Question

A study conducted at a certain college shows that "53%" of the school's graduates find a job in their chosen field within a year after graduation. Find the probability that among 6 randomly selected graduates, at least one finds a job in his or her chosen field within a year of graduating. 0.989 0.978 0.927 0.167 0.530

Answer 1

0.989

Explanation:

For each graduate, there are only two possible outcomes. Either they find a job in their chosen field within a year after graduation, or they do not. The probability of a graduate finding a job is independent of other graduates. So we use the binomial probability distribution to solve this question.

Binomial probability distribution

The binomial probability is the probability of exactly x successes on n repeated trials, and X can only have two outcomes.

`P(X = x) = C_(n,x).p^(x).(1-p)^(n-x)`

In which
`C_(n,x)` is the number of different combinations of x objects from a set of n elements, given by the following formula.

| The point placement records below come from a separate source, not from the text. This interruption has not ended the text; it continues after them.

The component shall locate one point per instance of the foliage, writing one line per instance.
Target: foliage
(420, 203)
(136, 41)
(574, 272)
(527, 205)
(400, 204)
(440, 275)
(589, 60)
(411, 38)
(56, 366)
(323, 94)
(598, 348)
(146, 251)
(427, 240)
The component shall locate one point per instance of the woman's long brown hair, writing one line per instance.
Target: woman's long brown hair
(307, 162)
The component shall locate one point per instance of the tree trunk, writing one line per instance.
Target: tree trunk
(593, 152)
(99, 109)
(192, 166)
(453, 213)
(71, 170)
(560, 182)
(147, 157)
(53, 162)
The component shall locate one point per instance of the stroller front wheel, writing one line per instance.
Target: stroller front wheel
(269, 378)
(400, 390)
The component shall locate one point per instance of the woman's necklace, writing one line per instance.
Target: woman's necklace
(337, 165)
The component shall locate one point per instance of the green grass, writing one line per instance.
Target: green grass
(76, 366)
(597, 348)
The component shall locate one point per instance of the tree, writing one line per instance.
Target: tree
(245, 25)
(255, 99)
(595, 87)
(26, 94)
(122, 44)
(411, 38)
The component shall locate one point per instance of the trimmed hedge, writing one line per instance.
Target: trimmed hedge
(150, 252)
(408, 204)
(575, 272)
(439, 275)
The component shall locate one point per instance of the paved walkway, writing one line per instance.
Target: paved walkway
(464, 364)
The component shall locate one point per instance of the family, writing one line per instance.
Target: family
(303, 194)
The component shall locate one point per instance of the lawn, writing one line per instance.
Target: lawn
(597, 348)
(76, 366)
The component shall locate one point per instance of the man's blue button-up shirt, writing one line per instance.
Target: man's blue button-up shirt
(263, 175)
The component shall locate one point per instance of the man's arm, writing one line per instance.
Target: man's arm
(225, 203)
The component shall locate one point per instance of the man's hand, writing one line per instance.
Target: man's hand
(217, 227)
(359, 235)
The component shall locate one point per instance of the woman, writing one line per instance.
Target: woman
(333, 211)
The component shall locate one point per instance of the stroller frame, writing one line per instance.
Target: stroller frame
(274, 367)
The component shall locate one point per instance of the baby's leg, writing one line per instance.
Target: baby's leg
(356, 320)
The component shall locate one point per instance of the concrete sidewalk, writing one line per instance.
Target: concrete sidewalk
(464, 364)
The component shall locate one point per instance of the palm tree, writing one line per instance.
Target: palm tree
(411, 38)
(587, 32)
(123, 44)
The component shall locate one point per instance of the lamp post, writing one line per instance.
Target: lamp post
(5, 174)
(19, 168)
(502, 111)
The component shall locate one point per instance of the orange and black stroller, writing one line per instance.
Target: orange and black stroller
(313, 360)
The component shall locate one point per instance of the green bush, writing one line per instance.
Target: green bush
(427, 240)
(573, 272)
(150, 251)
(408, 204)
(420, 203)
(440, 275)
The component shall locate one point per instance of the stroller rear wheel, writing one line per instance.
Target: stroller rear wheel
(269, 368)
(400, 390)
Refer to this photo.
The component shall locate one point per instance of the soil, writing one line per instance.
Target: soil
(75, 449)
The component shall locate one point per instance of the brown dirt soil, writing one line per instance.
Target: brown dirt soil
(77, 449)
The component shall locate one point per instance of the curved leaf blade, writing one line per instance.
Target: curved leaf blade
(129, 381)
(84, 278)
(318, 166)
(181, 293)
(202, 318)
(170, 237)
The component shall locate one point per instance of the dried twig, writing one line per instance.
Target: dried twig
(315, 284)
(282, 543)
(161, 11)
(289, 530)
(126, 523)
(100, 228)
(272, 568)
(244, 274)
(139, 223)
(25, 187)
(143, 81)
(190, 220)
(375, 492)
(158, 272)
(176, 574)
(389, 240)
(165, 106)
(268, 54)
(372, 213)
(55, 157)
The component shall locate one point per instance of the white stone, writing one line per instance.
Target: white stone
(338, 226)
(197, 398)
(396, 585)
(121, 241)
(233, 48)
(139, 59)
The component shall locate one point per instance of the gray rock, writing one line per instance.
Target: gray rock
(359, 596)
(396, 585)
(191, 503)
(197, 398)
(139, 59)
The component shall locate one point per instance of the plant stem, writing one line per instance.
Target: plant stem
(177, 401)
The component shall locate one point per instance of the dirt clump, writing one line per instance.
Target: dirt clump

`C_(n,x) = (n!)/(x!(n-x)!)`

And p is the probability of X happening.

A study conducted at a certain college shows that "53%" of the school's graduates find a job in their chosen field within a year after graduation.

This means that
`p = 0.53`

6 randomly selected graduates

This means that
`n = 6`

Probability that at least one finds a job in his or her chosen field within a year of graduating:

Either none find a job, or at least one does. The sum of the probabilities of these outcomes is 1. So

`P(X = 0) + P(X \geq 1) = 1`

We want
`P(X \geq 1)`

So

`P(X \geq 1) = 1 - P(X = 0)`

In which

`P(X = x) = C_(n,x).p^(x).(1-p)^(n-x)`

`P(X = 0) = C_(6,0).(0.53)^(0).(0.47)^(6) = 0.011`

So

`P(X \geq 1) = 1 - P(X = 0) = 1 - 0.011 = 0.989`